国产日韩欧美一区二区三区三州_亚洲少妇熟女av_久久久久亚洲av国产精品_波多野结衣网站一区二区_亚洲欧美色片在线91_国产亚洲精品精品国产优播av_日本一区二区三区波多野结衣 _久久国产av不卡

?

應(yīng)用高分辨率磁共振成像評估腦動(dòng)脈粥樣硬化斑塊的研究進(jìn)展①

2016-01-30 07:22于瑾白皛吳士文徐蔚海吳衛(wèi)平
關(guān)鍵詞:動(dòng)脈粥樣硬化磁共振成像高分辨率

于瑾,白皛,吳士文,徐蔚海,吳衛(wèi)平

?

應(yīng)用高分辨率磁共振成像評估腦動(dòng)脈粥樣硬化斑塊的研究進(jìn)展①

于瑾1,2a,白皛2b,吳士文2a,徐蔚海3,吳衛(wèi)平1

[摘要]高分辨率磁共振成像(HRMRI)是一項(xiàng)安全、無創(chuàng)、經(jīng)濟(jì)和可重復(fù)的檢查方法,可以精確反映動(dòng)脈粥樣硬化的程度,對未來的臨床事件有較高的預(yù)測價(jià)值。其核磁掃描像素可達(dá)到亞毫米級,采用“黑血”技術(shù),廣泛應(yīng)用于動(dòng)脈管壁及斑塊成分的研究。應(yīng)用HRMRI評估腦動(dòng)脈粥樣硬化斑塊的易損性,包括動(dòng)脈重塑、斑塊負(fù)荷、斑塊內(nèi)出血和強(qiáng)化、斑塊分布等特點(diǎn),具有重要的臨床意義。

[關(guān)鍵詞]高分辨率;磁共振成像;腦動(dòng)脈;動(dòng)脈粥樣硬化;斑塊;綜述

[本文著錄格式]于瑾,白皛,吳士文,等.應(yīng)用高分辨率磁共振成像評估腦動(dòng)脈粥樣硬化斑塊的研究進(jìn)展[J].中國康復(fù)理論與實(shí)踐, 2016, 22(2): 164-167.

CITED AS: Yu J, Bai X, Wu SW, et al. Progress of high-resolution magnetic resonance imaging in evaluating cerebral atherosclerotic plaques (review) [J]. Zhongguo Kangfu Lilun Yu Shijian, 2016, 22(2): 164-167.

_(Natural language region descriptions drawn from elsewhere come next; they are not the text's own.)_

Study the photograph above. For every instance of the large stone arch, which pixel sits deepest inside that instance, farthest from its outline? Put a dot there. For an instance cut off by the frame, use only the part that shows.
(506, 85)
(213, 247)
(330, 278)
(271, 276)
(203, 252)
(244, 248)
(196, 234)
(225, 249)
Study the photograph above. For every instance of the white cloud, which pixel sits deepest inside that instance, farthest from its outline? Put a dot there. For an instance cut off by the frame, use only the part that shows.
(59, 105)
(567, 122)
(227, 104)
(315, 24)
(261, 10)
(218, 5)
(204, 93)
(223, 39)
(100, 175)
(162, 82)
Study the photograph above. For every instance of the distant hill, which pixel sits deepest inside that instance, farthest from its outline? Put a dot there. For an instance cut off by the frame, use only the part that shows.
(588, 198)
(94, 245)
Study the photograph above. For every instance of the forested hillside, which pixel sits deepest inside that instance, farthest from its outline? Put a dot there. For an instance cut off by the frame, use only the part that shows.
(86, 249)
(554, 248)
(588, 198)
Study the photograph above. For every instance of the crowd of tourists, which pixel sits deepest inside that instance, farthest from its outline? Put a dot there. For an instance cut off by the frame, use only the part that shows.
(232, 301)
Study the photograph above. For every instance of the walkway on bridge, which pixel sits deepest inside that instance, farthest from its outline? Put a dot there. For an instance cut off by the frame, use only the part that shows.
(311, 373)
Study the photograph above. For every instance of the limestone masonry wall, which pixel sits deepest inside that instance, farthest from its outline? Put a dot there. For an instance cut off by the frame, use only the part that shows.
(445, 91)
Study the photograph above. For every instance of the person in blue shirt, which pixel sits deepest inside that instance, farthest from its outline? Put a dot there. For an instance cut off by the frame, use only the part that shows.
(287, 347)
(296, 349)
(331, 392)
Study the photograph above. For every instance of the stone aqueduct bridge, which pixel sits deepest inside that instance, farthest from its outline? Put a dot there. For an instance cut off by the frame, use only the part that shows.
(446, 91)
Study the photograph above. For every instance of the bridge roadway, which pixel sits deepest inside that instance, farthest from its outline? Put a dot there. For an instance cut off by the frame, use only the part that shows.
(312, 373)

作者單位:1.解放軍總醫(yī)院老年神經(jīng)內(nèi)科,北京市100853;2.武警總醫(yī)院,a.神經(jīng)內(nèi)科;b.南一科,北京市100039;3.中國醫(yī)學(xué)科學(xué)院北京協(xié)和醫(yī)院神經(jīng)科,北京市100730。作者簡介:于瑾(1980-),女,漢族,河北保定市人,醫(yī)學(xué)碩士,主治醫(yī)師,主要研究方向:顱內(nèi)動(dòng)脈的高分辨率磁共振研究。通訊作者:吳衛(wèi)平,男,醫(yī)學(xué)博士,主任醫(yī)師。E-mail: wuwp@vip.sina.com。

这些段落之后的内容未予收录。